Post originalmente escrito para a Revista Vinte&Um
Faz um bom tempo desde o meu último texto, onde comentei sobre as eleições americanas. Na ocasião, as primárias estavam no início. Com as planejadas suspensões das campanhas antes e depois da Super Tuesday e a piora da pandemia, o cenário mudou drasticamente a favor do candidato mais alinhado ao establishment. Possivelmente teria sido uma corrida um pouco mais apertada com a mudança de algum destes fatores, quem sabe?
Enfim, esse texto não vem para comentar sobre a longínqua primária democrata, que agora parece uma memória distante num ano que pulou os últimos 6 meses em virtude de um confinamento. As questões que eu quero abordar neste texto são: será que a saída do Trump vai mudar tão profundamente o rumo de um país cada vez mais de saco cheio da política? Será que a liderança dos Estados Unidos vai ser restaurada logo ao cabo da administração Trump?
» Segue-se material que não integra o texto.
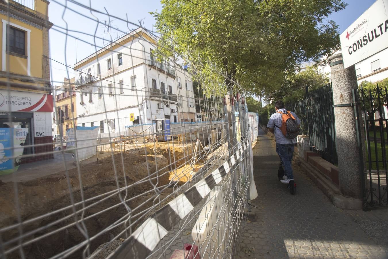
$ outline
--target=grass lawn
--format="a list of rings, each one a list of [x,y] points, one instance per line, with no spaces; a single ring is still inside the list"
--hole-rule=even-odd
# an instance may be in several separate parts
[[[366,164],[365,165],[365,168],[366,169],[368,169],[369,168],[369,157],[368,156],[368,153],[367,152],[366,148],[367,148],[367,146],[366,142],[365,143],[365,155],[366,156]],[[376,151],[375,149],[376,146],[375,143],[372,141],[371,141],[371,145],[370,145],[370,152],[371,152],[371,160],[372,161],[372,169],[377,169],[377,164],[376,162]],[[388,145],[386,144],[385,144],[385,161],[386,163],[387,164],[387,166],[388,166]],[[377,143],[377,157],[378,158],[379,160],[379,170],[384,169],[384,163],[383,162],[383,150],[382,150],[382,146],[381,143]]]
[[[385,140],[385,141],[386,141],[386,140],[387,140],[387,132],[386,132],[386,129],[384,129],[383,133],[384,133],[384,139]],[[377,138],[378,138],[378,139],[381,139],[381,134],[380,133],[380,131],[379,130],[376,130],[376,137]],[[371,140],[371,141],[373,141],[373,140],[374,139],[374,134],[373,133],[373,131],[369,131],[369,139]]]

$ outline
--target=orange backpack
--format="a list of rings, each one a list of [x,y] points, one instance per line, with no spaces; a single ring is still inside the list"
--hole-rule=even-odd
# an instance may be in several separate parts
[[[296,137],[299,134],[299,127],[296,119],[291,114],[291,112],[284,111],[277,113],[282,115],[282,125],[280,129],[283,135],[288,139]]]

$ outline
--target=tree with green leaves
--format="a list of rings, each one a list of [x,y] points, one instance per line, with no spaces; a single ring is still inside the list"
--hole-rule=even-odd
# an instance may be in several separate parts
[[[259,113],[262,108],[261,103],[257,100],[255,100],[251,96],[247,97],[245,101],[246,102],[246,105],[248,107],[248,111]]]
[[[378,91],[378,85],[379,88]],[[388,88],[388,77],[374,82],[363,81],[359,88],[360,91],[362,91],[362,100],[364,107],[369,119],[373,119],[375,113],[381,105],[386,103],[388,96],[386,96],[385,91],[386,89]]]
[[[218,89],[238,81],[256,94],[280,88],[300,64],[318,61],[338,47],[338,26],[324,20],[346,5],[341,0],[162,0],[161,3],[160,12],[151,13],[162,35],[158,51],[163,56],[189,50],[194,62],[201,64],[204,83]],[[221,68],[226,80],[220,78],[215,67]]]
[[[272,91],[266,97],[271,103],[278,100],[294,103],[306,98],[306,87],[309,91],[312,91],[330,82],[327,75],[319,73],[315,66],[309,66],[303,71],[287,75],[282,87]]]

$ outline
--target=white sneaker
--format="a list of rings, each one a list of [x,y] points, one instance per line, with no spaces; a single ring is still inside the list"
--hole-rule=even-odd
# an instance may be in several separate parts
[[[291,180],[294,180],[294,179],[293,178],[292,179],[286,179],[285,180],[283,180],[283,179],[282,179],[281,180],[280,180],[280,181],[282,183],[288,184],[289,183],[290,181],[291,181]]]

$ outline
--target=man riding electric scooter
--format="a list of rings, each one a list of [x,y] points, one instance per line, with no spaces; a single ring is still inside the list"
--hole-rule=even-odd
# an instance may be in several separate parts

Apesar de parecer um questionamento que vai na raiz do jeito moderado de Joe Biden, já adianto que não é nada disso. Querendo ou não, com toda a mudança que vem acontecendo nos último cinco anos do partido democrata, é natural que a plataforma seja um misto entre a visão do candidato indicado e a plataforma que o partido vem adotando. Por isso, não é exagero que falem que o Biden tem a agenda mais progressista da história do Partido Democrata. Muitas das ideias vêm direto da ala mais progressista mesmo, que em partes foram responsáveis pela vitória nas midterms de 2018, mas não podemos esquecer que o jeito de fazer política é inteiramente do candidato, e nisso temos um que sempre buscou fazer a política por consenso e que vai buscar a consolidação de um legado que quase foi extirpado por conta de um presidente egocêntrico com o controle das duas casas legislativas por dois anos de mandato.
Não é exagero dizer também que o Trump é mais um sintoma do que uma causa, e isso quem lê os meus textos não deve ter a menor dúvida. E se o Trump é um sintoma, o fim eleitoral dele não significa o fim de nenhum dos processos que levaram à sua eleição. Nem mesmo o início de uma nova era das relações dos Estados Unidos da América com o resto do mundo, porque também a decadência vem de antes do Trump ou Obama. Ainda que de forma distinta, estes dois últimos conseguiram aprofundar a noção de que o país não tem a mesma capacidade de outrora para lidar com os problemas que afetam cada vez mais o debate público internacional, como meio ambiente, justiça social ou mesmo os desafios que a tecnologia vai trazer para as próximas décadas.

Se, de um lado, temos uma erosão da capacidade de liderança do país que foi responsável pela criação de toda uma estrutura institucional internacional do pós guerra, do outro lado temos também a crescente insatisfação doméstica de que, ainda com os inúmeros planos e projetos, existe uma parcela cada vez mais significativa de pessoas que simplesmente são esquecidas no processo político. Estas mesmas pessoas nunca se recuperaram de diversas crises ao longo do século XXI. Ou até melhor: em termos econômicos, existe uma geração inteira que se vê pior que a geração anterior, onde gig economy virou a regra do jogo, onde a simples compra de imóvel deixou de ser o comum para se tornar o luxo de uma parcela cada vez menor da população.
Não existe a menor dúvida de que a resolução ou atenuação destes problemas passam cada vez mais pela política tradicional, pelo próprio debate e pela consequente promulgação de leis, tanto a nível nacional quanto internacional. O que fica cada vez mais aparente é que estamos reféns de soluções prontas, planos ambiciosos que caem por terra à primeira mínima contestação. E quem é refém sempre fica à espera de quem possa o salvar. Os Trumps do mundo serão os primeiros de muitos se pessoas como o Biden não forem capazes de ser o início dessa mudança profunda que a política de forma generalizada precisa. Fazendo uma breve alusão a Roma antiga: ainda há esperança, não cruzamos o rio Rubicão.